A funny thing happened to me a couple months ago. It was a Sunday night, the kids were running around getting their last bits of energy out before bedtime (which usually consists of wrestling me to the floor and trying to assert dominance over their father), and there was a knock at the door. My wife answered, and there was a young man of 20 standing there, looking distraught, holding a fat and well-worn study Bible in his hand. I had never seen him before in my life, nor he me.
The black-belt Detroiter in me quickly sized up the situation and determined that there was no threat, just a troubled kid. He wasn’t strung out or dangerous looking, so I invited him in. I took him through the house to my study at church, and there started listening to him. His presence at my door on a random Sunday night surprised me, but the reason for his appearance was entirely unsurprising.
He had a hard time at first explaining what the problem was, but he assented to my summary back to him, which I relay to you: it was a struggle to understand the cost of discipleship vis-à-vis the proper distinction between Law and Gospel. On the one hand, we are saved by grace through faith. On the other, Christians are expected to live a certain way, and Jesus has several bold proclamations regarding discipleship, including hating your mother and father, picking up your cross, selling everything you have, etc … So which is it? Are we saved by our level of discipleship, or by grace? And if the latter, where is the line of self-denial and anti-worldliness? Where is peace to be found if I must keep climbing the ladder?

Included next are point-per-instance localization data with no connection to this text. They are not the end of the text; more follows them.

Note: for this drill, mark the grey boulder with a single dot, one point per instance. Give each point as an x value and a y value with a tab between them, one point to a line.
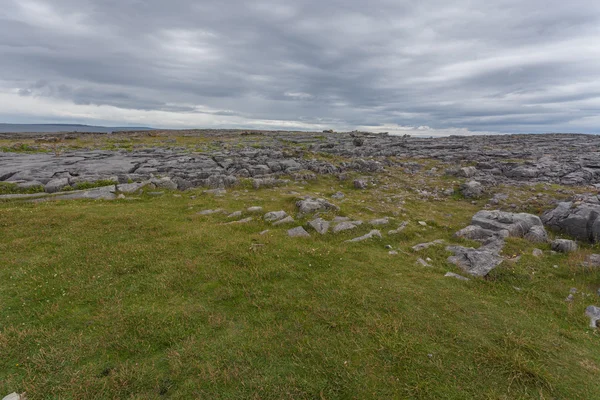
56	185
564	245
274	216
372	234
311	205
593	313
298	232
320	225
476	262
471	189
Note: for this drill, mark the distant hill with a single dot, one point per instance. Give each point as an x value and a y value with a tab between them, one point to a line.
53	128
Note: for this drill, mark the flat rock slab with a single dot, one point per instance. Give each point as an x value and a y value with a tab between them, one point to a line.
298	232
344	226
424	246
476	262
372	234
286	220
275	216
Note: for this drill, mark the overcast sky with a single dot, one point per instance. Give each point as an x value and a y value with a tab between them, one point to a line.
430	66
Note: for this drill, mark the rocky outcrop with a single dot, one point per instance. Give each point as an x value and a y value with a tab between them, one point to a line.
491	228
578	218
564	159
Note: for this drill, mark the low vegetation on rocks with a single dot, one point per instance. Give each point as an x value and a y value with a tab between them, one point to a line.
168	273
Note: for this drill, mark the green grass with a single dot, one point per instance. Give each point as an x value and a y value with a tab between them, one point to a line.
145	299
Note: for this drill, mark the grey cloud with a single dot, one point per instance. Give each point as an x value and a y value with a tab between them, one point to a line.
494	65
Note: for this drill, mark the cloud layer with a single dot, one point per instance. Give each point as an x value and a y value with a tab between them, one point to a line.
446	67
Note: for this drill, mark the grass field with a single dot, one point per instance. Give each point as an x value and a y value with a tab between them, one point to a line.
144	299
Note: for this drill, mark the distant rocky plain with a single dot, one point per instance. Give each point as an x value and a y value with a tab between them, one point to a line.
567	159
218	159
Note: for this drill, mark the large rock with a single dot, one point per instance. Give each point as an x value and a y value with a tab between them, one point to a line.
537	234
475	232
517	224
372	234
476	262
298	232
564	245
164	183
131	187
577	219
471	189
344	226
56	185
275	216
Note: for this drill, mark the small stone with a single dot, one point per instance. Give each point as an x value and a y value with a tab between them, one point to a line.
14	396
453	275
537	253
537	234
422	262
298	232
471	189
593	313
320	225
341	219
242	221
570	298
360	184
381	221
210	212
274	216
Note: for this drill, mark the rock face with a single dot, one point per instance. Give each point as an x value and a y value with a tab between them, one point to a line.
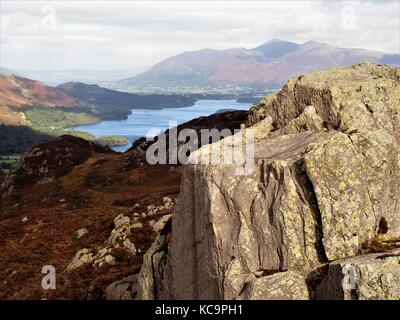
50	160
373	276
326	178
124	289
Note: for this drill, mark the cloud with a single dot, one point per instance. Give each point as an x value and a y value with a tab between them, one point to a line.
126	34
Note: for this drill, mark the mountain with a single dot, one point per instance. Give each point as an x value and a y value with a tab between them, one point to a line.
112	104
314	216
271	63
57	77
18	94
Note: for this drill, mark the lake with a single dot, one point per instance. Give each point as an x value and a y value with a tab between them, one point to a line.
141	121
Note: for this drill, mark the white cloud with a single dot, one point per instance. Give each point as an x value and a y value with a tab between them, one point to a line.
125	34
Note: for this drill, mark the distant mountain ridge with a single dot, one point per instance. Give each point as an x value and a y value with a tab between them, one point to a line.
272	62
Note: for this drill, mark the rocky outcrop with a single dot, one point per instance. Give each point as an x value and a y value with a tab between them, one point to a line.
124	289
281	286
227	120
48	161
374	276
325	178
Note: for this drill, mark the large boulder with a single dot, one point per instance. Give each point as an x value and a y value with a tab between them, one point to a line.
124	289
326	177
374	276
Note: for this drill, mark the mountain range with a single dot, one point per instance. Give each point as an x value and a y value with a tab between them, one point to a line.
270	63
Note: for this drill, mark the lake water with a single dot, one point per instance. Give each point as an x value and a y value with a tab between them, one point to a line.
141	121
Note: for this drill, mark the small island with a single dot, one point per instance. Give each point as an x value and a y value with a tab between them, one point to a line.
112	141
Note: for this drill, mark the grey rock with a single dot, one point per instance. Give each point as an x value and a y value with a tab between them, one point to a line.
124	289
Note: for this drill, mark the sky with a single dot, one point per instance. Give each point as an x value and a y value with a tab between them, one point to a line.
59	35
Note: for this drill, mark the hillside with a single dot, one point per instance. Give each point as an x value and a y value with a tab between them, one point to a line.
112	104
18	94
269	64
322	198
69	194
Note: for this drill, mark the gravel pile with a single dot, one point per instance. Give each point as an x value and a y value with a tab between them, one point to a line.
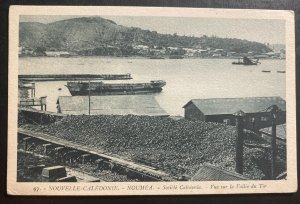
178	147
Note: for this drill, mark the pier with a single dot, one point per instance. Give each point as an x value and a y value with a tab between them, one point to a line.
78	77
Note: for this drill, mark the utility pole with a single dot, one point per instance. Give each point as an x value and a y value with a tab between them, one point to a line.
274	117
239	145
89	96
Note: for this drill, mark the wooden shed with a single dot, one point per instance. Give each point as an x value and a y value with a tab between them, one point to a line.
221	110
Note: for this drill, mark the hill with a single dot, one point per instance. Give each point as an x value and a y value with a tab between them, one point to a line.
99	36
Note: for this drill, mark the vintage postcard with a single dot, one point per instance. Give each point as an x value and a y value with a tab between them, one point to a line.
151	101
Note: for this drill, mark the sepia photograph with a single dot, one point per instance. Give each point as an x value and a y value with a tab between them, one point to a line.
129	101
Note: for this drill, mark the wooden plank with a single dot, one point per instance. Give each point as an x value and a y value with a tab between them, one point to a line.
128	164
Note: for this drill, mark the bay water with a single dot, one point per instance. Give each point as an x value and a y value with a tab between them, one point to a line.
186	78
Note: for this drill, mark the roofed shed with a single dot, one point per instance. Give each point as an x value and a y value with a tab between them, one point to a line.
110	105
221	110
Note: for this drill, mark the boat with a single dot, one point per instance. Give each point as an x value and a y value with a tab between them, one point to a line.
175	57
101	88
156	57
246	61
63	77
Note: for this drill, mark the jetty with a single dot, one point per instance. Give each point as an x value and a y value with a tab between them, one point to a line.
64	77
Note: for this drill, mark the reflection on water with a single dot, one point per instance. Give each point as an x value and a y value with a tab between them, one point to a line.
186	78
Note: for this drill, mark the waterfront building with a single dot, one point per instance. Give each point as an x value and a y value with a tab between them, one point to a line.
221	110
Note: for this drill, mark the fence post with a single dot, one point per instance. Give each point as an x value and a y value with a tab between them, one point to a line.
239	145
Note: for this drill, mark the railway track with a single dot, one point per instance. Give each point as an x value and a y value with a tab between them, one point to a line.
91	160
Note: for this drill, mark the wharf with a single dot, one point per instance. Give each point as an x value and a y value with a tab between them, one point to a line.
144	170
78	77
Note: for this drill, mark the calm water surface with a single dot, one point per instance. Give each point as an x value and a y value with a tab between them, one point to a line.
186	78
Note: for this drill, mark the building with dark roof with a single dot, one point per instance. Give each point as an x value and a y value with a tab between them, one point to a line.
212	173
221	110
110	105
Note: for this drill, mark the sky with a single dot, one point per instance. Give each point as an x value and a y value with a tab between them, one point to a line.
259	30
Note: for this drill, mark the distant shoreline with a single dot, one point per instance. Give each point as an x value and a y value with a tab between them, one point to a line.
140	57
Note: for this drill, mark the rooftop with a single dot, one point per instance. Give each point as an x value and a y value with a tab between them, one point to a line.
216	106
111	105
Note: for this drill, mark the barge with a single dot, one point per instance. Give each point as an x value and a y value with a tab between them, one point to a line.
246	61
63	77
101	88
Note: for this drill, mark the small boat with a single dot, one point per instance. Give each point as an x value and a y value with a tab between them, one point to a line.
246	61
156	57
175	57
100	88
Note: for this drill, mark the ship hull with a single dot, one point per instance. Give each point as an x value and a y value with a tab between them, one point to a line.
115	92
98	89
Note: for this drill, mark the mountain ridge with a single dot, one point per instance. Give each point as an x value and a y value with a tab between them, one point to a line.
90	33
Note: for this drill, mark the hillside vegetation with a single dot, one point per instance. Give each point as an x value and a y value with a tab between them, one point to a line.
99	36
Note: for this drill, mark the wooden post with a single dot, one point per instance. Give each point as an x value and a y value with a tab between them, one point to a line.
239	151
274	117
89	97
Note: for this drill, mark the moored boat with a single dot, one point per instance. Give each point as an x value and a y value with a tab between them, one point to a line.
100	88
246	61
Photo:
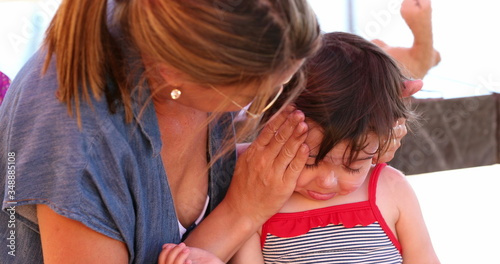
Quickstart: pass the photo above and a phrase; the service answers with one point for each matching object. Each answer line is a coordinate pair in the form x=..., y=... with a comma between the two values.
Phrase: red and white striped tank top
x=348, y=233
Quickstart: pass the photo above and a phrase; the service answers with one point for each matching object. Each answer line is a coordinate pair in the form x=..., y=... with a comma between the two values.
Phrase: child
x=345, y=209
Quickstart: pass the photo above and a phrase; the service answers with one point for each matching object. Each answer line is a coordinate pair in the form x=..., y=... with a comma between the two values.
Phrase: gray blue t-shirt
x=107, y=175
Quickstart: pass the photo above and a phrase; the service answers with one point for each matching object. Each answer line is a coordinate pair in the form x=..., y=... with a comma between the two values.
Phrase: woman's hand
x=266, y=173
x=181, y=254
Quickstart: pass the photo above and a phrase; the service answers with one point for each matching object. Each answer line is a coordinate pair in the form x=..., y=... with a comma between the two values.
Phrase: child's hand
x=181, y=254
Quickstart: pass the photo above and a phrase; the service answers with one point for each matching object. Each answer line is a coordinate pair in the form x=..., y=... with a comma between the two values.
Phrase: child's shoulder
x=392, y=179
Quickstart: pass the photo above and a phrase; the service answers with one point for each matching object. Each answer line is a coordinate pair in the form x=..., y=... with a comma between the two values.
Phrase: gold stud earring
x=175, y=94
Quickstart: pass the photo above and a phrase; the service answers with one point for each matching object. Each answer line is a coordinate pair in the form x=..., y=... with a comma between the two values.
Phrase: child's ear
x=410, y=87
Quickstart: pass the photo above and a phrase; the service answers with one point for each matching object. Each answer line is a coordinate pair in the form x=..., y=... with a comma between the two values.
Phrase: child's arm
x=250, y=252
x=410, y=227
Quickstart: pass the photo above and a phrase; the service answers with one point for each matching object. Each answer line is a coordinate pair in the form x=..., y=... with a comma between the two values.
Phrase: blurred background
x=451, y=158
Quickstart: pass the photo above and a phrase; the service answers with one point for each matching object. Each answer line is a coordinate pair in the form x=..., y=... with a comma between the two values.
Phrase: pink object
x=4, y=85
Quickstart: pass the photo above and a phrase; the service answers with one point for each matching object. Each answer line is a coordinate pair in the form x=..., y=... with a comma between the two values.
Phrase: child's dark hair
x=353, y=88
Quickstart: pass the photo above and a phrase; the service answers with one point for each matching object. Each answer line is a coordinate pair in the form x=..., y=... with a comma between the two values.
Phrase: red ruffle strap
x=295, y=224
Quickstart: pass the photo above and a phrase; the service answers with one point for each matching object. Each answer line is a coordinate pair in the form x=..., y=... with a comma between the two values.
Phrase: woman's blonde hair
x=218, y=42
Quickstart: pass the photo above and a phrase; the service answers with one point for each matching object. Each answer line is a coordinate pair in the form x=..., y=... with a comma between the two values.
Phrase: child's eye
x=311, y=166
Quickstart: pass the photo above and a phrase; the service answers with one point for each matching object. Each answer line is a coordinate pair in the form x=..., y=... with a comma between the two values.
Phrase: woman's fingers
x=266, y=173
x=271, y=128
x=399, y=131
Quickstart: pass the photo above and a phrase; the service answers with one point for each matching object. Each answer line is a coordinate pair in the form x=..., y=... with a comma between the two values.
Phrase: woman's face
x=331, y=177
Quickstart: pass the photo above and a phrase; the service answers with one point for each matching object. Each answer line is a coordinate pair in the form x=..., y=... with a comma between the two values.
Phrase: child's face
x=331, y=177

Trying to get to the source of his frustration, I learned that he was interning at a non-denominational church to be a leader of some sort. However, like many evangelical denominations, they were accidentally turning faith into a work. All that talk about giving your heart to Jesus was weighing on his faith in grace. He was tortured by his discipleship, panicky over following Jesus’ strict demands. He was in many ways like Luther, painstakingly recovering each sin to confess in the fearful trappings of works righteousness.
It wasn’t surprising to me because I was there once upon a time. I was the heart-giving Bible-thumper who could quote myriad verses but had no clue how to see the forest for the trees. It also wasn’t surprising to me how, after much conversation and questions, the gift of absolution drew this young man to tears. The simple proclamation that Christ forgives you will do that.
Since he lived about 40 miles away, I asked him, “How did you find me?” He responded, “I just got in the car and drove. I prayed that God would send me someone to talk to. Then I googled LCMS church and the GPS took me here.” Still perplexed, I said, “Well, God clearly answered that prayer, but why a Lutheran Church?”
(Wait for it …)
“Because I went to a Lutheran high school and remembered how knowledgeable they were.”
“I planted the seed, Apollos watered it, but God made it grow. So neither he who plants nor he who waters is anything, but only God, who makes things grow” (1 Corinthians 3:6–7).